On May 2nd from 4:36 p.m. to 5:00 p.m. PDT, the ingest service for Honeycomb’s US region had an incident that lasted 24 minutes. For the first 17 minutes, the service accepted varying amounts of traffic (roughly 30%) and for the last seven minutes, all incoming traffic was dropped. During this time, customers sending us telemetry (either directly from within the application or via a proxy such as Refinery or the OpenTelemetry Collector) would have seen slow or failed attempts to send telemetry to api.honeycomb.io. Additionally, while querying via the UI was mostly functional, for some of that time responsiveness slowed down and some queries failed.
This incident occurred during routine maintenance of one of our caching servers. In order to sustain the volume of traffic we receive from our customers, we leverage several layers of caches that store frequently accessed information. Each process has an in-memory cache, there is a shared cache, and the database itself. The local and shared caches both expire information as it ages to manage memory use. Because of the layered aspect of these caches, either can be emptied for a short time and the system will continue to function. However, if one of the caches is unavailable for too long, the load will shift to the database.
During this maintenance adjusting the configuration of the shared cache (intended to improve the experience of our largest customers), the shared cache was unavailable for too long, and as the load shifted to the database it became overwhelmed. The remote cache must be filled from the database, so when the database was overwhelmed, the cache could not be filled. This was a reinforcing feedback loop—the more load the database had, the more it needed the cache, and the more difficult it was to fill the cache. At some point, the whole system tipped and the only way to recovery was to block traffic entirely to refill the cache.

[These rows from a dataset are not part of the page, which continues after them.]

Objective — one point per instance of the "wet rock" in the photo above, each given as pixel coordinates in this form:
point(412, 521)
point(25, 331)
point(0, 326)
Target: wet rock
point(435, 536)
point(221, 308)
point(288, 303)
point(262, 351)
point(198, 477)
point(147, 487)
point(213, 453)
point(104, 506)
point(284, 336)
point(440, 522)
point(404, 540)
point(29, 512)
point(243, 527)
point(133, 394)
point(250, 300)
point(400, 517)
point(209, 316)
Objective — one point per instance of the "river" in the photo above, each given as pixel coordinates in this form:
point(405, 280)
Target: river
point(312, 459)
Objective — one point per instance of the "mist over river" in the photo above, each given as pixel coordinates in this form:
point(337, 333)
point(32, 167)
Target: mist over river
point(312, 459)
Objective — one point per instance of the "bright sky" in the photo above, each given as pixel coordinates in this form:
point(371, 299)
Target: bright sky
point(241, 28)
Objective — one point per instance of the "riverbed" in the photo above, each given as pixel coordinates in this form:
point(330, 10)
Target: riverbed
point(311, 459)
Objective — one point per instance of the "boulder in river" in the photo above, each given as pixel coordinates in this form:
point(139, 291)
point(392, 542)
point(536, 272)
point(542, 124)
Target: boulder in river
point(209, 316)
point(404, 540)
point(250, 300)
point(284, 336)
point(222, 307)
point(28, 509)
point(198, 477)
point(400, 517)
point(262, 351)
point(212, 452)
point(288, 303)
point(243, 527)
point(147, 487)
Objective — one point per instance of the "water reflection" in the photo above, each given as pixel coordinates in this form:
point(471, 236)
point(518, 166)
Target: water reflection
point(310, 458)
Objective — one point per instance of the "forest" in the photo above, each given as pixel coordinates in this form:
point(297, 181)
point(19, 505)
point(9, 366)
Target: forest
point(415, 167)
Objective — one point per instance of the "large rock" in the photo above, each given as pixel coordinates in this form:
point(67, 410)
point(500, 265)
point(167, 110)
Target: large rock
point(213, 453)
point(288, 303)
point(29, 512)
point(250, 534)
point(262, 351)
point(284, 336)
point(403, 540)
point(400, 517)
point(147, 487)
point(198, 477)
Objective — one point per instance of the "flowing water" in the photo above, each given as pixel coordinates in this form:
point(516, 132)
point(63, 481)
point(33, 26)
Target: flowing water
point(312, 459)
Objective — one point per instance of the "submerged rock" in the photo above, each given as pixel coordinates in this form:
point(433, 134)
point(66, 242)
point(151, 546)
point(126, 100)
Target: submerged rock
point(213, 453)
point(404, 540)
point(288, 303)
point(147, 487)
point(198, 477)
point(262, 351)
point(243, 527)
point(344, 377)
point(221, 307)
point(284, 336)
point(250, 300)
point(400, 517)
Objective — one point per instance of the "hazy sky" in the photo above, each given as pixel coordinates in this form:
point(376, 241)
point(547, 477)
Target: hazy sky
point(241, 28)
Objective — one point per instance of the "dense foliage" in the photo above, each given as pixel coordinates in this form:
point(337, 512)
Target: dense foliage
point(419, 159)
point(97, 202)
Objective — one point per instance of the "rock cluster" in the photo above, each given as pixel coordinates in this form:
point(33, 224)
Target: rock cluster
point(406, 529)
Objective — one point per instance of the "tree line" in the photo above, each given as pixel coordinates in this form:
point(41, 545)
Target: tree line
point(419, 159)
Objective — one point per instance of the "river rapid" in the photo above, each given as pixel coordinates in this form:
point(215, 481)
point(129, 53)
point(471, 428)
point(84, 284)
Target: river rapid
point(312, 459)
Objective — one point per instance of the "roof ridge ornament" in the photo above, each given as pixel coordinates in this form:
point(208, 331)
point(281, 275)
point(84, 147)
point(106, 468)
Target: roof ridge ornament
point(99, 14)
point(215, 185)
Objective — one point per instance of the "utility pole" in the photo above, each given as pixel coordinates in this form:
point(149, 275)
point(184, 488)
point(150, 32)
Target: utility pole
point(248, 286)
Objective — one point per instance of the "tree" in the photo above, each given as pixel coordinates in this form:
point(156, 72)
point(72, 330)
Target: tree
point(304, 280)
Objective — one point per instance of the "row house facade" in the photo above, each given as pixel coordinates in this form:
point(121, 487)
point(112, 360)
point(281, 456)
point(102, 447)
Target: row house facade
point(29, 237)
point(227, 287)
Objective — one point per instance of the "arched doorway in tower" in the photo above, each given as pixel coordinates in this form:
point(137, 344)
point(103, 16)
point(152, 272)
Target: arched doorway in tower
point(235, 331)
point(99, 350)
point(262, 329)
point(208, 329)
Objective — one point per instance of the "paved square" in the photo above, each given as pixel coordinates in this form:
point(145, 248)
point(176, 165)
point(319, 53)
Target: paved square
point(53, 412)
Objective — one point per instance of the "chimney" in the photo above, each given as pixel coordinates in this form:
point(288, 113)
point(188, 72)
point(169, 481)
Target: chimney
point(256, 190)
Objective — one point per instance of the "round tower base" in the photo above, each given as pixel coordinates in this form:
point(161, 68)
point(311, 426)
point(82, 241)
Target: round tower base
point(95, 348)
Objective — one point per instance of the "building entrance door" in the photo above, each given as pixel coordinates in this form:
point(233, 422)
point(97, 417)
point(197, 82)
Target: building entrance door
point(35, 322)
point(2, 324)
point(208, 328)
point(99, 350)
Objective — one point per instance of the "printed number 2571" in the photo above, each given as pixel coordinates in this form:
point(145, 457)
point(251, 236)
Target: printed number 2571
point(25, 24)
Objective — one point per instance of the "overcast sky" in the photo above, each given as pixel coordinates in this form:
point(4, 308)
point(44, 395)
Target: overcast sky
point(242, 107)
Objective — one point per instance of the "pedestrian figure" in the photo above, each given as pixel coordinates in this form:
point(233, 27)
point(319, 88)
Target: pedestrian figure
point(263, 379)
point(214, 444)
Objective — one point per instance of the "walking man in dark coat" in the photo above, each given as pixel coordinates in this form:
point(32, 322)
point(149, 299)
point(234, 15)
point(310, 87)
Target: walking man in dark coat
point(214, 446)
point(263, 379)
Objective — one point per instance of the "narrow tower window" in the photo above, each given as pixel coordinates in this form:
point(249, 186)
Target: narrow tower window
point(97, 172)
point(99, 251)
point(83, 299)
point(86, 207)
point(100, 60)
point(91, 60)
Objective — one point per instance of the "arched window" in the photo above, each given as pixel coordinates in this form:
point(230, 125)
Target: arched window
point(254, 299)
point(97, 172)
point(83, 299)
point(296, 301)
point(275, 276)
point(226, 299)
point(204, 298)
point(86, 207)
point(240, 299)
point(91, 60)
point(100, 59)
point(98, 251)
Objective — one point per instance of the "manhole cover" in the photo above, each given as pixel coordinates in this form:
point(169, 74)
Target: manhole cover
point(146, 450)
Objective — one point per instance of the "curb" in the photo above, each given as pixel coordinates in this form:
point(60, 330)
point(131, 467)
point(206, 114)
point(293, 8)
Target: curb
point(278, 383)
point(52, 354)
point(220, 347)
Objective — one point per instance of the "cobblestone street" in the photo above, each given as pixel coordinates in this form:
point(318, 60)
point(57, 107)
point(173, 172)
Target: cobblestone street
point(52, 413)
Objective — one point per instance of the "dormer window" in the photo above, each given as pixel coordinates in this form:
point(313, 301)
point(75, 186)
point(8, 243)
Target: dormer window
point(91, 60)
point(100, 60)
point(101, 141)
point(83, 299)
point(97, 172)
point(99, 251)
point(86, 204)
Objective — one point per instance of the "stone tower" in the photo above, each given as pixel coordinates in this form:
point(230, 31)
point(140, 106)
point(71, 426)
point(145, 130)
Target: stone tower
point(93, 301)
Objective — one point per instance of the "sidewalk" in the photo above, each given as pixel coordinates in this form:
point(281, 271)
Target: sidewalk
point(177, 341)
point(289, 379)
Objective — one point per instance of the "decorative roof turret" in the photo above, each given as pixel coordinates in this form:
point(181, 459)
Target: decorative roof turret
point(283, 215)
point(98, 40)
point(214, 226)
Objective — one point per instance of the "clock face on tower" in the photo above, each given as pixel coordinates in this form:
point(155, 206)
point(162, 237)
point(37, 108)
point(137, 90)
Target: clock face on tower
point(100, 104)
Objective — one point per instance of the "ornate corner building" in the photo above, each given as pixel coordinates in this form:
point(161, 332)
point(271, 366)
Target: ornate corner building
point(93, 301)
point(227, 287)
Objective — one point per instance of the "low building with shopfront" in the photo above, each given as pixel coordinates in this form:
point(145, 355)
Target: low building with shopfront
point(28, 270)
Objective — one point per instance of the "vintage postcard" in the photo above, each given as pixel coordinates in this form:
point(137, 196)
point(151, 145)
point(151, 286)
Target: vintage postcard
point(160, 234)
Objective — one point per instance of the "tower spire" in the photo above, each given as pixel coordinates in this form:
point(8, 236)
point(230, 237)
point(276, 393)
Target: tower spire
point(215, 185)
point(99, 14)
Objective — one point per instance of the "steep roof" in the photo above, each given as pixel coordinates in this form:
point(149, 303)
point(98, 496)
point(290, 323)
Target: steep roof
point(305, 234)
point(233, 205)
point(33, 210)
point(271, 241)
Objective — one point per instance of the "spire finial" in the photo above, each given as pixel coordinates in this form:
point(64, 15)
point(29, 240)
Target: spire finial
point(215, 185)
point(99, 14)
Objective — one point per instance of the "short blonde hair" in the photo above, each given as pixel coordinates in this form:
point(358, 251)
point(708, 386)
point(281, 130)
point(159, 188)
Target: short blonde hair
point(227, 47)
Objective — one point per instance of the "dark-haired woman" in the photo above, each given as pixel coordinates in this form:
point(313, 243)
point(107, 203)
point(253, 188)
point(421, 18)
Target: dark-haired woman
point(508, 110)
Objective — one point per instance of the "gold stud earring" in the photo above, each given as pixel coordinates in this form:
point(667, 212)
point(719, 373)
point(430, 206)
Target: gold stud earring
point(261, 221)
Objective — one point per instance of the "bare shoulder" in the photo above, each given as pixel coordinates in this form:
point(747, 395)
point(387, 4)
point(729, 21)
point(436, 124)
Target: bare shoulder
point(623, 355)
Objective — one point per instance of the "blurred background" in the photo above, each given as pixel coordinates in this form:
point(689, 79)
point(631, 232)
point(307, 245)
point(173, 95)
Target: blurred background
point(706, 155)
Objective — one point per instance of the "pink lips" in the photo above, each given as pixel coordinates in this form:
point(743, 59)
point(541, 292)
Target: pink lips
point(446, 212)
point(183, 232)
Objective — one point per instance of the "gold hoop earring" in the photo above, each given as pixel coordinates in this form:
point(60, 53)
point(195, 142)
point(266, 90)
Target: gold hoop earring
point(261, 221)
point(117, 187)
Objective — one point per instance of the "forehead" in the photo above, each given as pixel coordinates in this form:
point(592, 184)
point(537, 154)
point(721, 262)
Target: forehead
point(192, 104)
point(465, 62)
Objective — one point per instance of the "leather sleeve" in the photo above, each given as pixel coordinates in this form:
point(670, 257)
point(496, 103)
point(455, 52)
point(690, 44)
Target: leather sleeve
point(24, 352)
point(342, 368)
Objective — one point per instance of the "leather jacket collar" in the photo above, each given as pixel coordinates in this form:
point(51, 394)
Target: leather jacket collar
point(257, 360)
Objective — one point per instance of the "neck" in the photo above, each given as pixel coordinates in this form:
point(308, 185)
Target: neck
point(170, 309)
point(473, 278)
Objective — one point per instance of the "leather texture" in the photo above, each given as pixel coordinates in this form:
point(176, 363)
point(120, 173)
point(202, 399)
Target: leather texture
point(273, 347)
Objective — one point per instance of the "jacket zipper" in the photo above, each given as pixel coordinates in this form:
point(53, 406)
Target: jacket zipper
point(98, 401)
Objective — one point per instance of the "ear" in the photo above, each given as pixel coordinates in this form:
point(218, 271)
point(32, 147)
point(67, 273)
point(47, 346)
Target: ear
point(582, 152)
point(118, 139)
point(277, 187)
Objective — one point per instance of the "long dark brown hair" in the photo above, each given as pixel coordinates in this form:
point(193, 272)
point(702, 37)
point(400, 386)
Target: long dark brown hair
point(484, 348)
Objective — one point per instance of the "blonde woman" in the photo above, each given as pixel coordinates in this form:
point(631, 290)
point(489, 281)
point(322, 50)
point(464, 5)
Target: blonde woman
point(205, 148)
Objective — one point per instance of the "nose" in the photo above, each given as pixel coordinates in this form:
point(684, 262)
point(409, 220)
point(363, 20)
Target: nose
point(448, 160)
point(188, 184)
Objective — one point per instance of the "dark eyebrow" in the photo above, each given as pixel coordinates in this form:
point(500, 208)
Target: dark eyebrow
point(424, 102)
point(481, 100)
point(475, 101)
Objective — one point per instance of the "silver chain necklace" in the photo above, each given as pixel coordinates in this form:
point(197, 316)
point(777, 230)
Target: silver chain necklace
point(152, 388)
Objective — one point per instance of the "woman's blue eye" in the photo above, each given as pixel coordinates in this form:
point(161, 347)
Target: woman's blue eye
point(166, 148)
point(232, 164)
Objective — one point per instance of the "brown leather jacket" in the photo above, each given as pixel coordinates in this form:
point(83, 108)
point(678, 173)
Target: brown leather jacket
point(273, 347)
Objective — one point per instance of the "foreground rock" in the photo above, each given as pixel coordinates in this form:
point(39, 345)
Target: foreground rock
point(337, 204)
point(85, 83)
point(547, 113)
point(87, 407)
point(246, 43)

These phases of system degradation correspond to the two main phases of the incident. Of the 24 minutes our system was impacted, the first 17 were this increasing struggle to refill the cache as the database became more and more overloaded. The last seven minutes were when we shut off all incoming traffic in order for the database to recover and fill the cache. As soon as the cache was full, we allowed traffic back in the system.
This chart shows some of the interactions described above. The addition of the remote cache to the system removes potential database load and allows the system to scale above what would have been the limit of the database (labeled Safety Limit). When the remote cache clears, load on the database gradually increases from caches expiring. However, there is a window between the time when the cache clears and when the increasing load from expiring caches hits the safety limit—and within that window the system still functions! If the process to refill the cache can succeed within this window, the system stays up. If it cannot, when the blue database line hits the red safety limit line, it becomes impossible to recover the system without taking it offline. So long as this window remains large enough, there are benefits to keeping the caching architecture simple. But when the window becomes too small, there are a few other paths forward.
We can use this chart to help describe changes we can make to the system to make it harder to repeat this incident. There are two things we can change about this chart: we can make the maintenance window larger, and we can reduce the chance we enter the window at all.
In summary, caches make systems able to scale to great heights, but add complexity in operation and understanding to the overall system. Adding them in the right place opens a system to new opportunities, while at the same time making previously-simple behaviors more chaotic and difficult to understand.
For this particular system impacting Honeycomb ingestion, we are both adding some failover to the cache, as well as adjusting our cache timeouts in order to ensure that we enter a maintenance window like this one less often—and that when we do, we have more time available to complete the needed maintenance.